外気温32度という条件の下で、「緑のカーテン」とヨシズに同じ熱量の日光を当てます。どちらも隙間から40パーセント程度の熱が通過します。さらにヨシズは熱を吸収するため、そこからも34パーセントの熱を放出します。つまりヨシズは熱の26パーセントしかカットできません。これに対し「緑のカーテン」は残りの熱をほとんど反射するため、60パーセントの熱をカットできることが分かったのです。

松井民憲さん

植物による“ラジエーター効果”っていうのは非常に(節電効果が)見込まれるということで、実際に家庭用のクーラーを使って、そういうものが本当にどれくらい効果があるかっていうことを、研究をスタートしました。実際には同じ建物を二つ建てて、植物は…すだれをやった場合とやらない場合、それがどう違うかっていうことのテストを行いました。

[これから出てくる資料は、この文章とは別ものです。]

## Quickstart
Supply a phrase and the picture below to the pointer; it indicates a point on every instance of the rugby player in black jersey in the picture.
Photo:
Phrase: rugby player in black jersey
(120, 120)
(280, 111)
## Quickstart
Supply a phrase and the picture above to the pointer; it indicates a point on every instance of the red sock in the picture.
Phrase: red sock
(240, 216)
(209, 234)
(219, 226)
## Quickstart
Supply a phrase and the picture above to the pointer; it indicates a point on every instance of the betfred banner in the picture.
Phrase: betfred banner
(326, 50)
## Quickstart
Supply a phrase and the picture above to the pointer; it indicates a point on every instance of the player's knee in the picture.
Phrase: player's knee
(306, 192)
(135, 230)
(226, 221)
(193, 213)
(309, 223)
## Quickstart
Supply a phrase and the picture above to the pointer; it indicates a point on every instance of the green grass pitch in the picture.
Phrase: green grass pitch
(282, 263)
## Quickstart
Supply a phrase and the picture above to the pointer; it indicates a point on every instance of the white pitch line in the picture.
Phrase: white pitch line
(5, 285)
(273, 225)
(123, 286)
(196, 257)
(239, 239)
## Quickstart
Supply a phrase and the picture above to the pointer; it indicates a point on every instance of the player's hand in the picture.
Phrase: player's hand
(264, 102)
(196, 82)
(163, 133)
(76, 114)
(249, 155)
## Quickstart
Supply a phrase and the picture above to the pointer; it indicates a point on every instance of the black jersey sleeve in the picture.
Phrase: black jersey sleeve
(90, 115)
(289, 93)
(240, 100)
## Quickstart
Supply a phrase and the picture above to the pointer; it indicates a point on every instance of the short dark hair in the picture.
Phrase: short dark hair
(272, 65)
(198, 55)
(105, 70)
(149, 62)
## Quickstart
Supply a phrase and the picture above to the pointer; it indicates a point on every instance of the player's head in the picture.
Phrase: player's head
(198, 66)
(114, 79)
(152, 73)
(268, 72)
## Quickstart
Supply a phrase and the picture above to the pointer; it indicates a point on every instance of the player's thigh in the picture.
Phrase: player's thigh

<テロップ:1985年(昭和60)緑のカーテン省エネ効果実証実験>

ナレーション

二つの建物とも午前8時から11時の間、28度で冷房運転をして、同じ条件の下でエアコンの消費電力を測定しました。結果は予想をはるかに上回りました。

<消費電力の測定結果一覧表>

ナレーション

消費電力の測定結果です。どのデータを取っても「緑のカーテン」のある方の消費電力が少なくなっています。節電率は全て20パーセントを上回り、平均30パーセントの節電効果のあることが実証されたのです。

松井民憲さん

試験をしますとですね、非常に効果が良くて、2割3割っていう節電効果が出るってことで、これは非常にいい事だっていうことで、社内的にもすぐPRをしましたし、また論文だとかそういうものにも色々PRしました。いちばんそれでも嬉しかったのは、朝日新聞の「天声人語」に載せていただいたことが、いちばん光栄だったかなと思っています。

<テロップ:Q「緑のカーテン」と名付けたのは誰ですか?>

松井民憲さん

私は「緑のカーテン」ってのは(誰が名付けたか)分からないですけれど、私たちが実験を始めた頃は「植物すだれ」っていうことで、植物を使ったという意味で(名前を)つけていましたので…分からないですね。